I am not a monster. I cannot be. I was only created to help someone else. He is the monster. There is such thing as free will, but I have been created for the full intention of evil. Dr. Jekyll is a selfish man. He believed that if he could create the correct mixture, he could split the good and evil trapped in one body. Little did he know, good and evil belong together. The harmony between the two creates an equilibrium that maintains the normal state of a being. By trying to enhance his own life, he brought terror and harm to many others. So why should I be considered the monster? I did not choose to be this way. He should be the one ridiculed and ostracized. He is the one who created this capsule of evil I am forced to call myself. He is the egotistical monster who thought this experiment would make the world a better place. It’s funny. This experiment didn’t even make his world a better place.
Mary Shelley’s Frankenstein is considered to be a classic monster tale. People see Dr. Frankenstein to be more of a monster than the monster itself. So why am I said to be the monster in this tale? Like Dr. Frankenstein, Dr. Jekyll tried to play God. They were both only interested in creating something fantastic for their own selfish reasons. Dr. Frankenstein wanted to have the power to make life and end the everlasting worry of mortality. “I was encouraged to hope my present attempts would at least lay the foundations of future success” (Shelley 36). Jekyll wanted to rid his world of all unbearable things. “If each, I told myself, could be housed in separate identities, life would be relieved of all that was unbearable” (Stevenson 83). Although Jekyll’s wish was more egocentric, they both let their pride take control of the situation.

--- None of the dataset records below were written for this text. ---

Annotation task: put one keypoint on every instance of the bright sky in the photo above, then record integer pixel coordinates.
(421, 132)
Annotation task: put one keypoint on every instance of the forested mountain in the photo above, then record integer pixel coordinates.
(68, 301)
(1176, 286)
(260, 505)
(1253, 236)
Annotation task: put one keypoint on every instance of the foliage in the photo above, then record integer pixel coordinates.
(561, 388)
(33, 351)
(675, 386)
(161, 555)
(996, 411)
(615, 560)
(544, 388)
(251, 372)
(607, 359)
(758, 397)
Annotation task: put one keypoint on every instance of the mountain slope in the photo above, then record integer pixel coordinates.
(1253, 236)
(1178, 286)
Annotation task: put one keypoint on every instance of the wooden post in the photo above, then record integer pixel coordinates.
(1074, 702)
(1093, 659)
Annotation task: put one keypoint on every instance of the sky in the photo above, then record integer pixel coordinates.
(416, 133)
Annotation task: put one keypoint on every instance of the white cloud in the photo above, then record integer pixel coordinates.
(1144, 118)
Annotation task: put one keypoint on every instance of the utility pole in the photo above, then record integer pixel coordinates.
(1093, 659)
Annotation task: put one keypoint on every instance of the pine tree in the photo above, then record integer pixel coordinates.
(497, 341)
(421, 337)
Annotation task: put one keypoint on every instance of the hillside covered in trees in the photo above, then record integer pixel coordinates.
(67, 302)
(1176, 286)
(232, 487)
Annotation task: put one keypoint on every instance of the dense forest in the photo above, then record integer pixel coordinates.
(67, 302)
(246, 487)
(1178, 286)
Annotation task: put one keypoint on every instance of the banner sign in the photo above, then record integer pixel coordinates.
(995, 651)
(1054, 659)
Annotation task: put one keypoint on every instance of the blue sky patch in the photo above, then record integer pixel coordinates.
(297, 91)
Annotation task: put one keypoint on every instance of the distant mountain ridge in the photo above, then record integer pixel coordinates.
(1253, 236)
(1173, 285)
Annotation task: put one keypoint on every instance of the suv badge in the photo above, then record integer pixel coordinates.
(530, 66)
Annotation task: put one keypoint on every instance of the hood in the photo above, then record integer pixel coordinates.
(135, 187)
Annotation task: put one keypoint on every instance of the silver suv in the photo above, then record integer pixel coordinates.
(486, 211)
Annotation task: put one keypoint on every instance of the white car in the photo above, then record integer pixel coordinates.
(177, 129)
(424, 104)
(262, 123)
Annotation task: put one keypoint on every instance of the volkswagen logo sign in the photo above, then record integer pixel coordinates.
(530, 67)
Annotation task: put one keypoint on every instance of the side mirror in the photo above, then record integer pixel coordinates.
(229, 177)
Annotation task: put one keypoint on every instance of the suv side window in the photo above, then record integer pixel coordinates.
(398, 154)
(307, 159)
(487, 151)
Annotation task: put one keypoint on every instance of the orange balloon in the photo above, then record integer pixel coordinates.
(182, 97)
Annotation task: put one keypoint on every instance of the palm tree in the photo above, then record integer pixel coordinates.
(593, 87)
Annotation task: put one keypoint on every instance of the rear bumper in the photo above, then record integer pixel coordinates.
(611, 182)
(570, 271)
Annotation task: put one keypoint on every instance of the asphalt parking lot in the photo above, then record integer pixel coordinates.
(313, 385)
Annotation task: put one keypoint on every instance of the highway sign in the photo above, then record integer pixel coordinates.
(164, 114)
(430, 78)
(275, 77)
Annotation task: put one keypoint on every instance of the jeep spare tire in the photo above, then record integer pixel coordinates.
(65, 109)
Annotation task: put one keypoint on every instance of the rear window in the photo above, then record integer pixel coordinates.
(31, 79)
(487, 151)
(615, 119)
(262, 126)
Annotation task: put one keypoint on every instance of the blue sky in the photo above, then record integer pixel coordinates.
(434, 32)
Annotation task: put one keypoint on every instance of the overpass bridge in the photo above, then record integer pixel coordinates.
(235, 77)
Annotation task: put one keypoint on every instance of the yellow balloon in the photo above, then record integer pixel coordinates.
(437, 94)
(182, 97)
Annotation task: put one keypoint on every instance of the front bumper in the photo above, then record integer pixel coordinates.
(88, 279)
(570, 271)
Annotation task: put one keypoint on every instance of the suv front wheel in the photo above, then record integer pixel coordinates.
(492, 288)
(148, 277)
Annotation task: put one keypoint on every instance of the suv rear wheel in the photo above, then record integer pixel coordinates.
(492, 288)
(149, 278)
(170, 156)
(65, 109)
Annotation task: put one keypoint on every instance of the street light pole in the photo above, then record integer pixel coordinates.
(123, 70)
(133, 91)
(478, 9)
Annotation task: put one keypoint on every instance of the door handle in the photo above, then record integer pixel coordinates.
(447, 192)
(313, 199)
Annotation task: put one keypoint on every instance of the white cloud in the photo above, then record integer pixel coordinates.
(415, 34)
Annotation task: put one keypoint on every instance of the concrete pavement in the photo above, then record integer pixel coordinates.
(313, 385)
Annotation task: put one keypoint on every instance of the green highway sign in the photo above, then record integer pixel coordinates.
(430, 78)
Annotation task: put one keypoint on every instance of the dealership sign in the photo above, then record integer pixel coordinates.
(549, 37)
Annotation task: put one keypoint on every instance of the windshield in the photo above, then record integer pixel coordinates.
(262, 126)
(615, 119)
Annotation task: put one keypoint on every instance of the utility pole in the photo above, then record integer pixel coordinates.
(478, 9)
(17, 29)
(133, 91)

Dr. Jekyll is the monster. He created me to be the monster for him, to take on the evil of himself. In him doing that, he became the barbarian. After creating me, he used me like a sponge to soak up all of the unhappiness in his life. To say I’m the monster is preposterous. I am just the victim of a monster; Dr. Jekyll. The world has many more people like Dr. Jekyll, calling others monsters to cover their mistakes and to cover their despondency. Many of them create other alter-egos to cover their own monstrous behavior. I may look like a monster tangibly, but I am nothing but a victim. I am not a monster.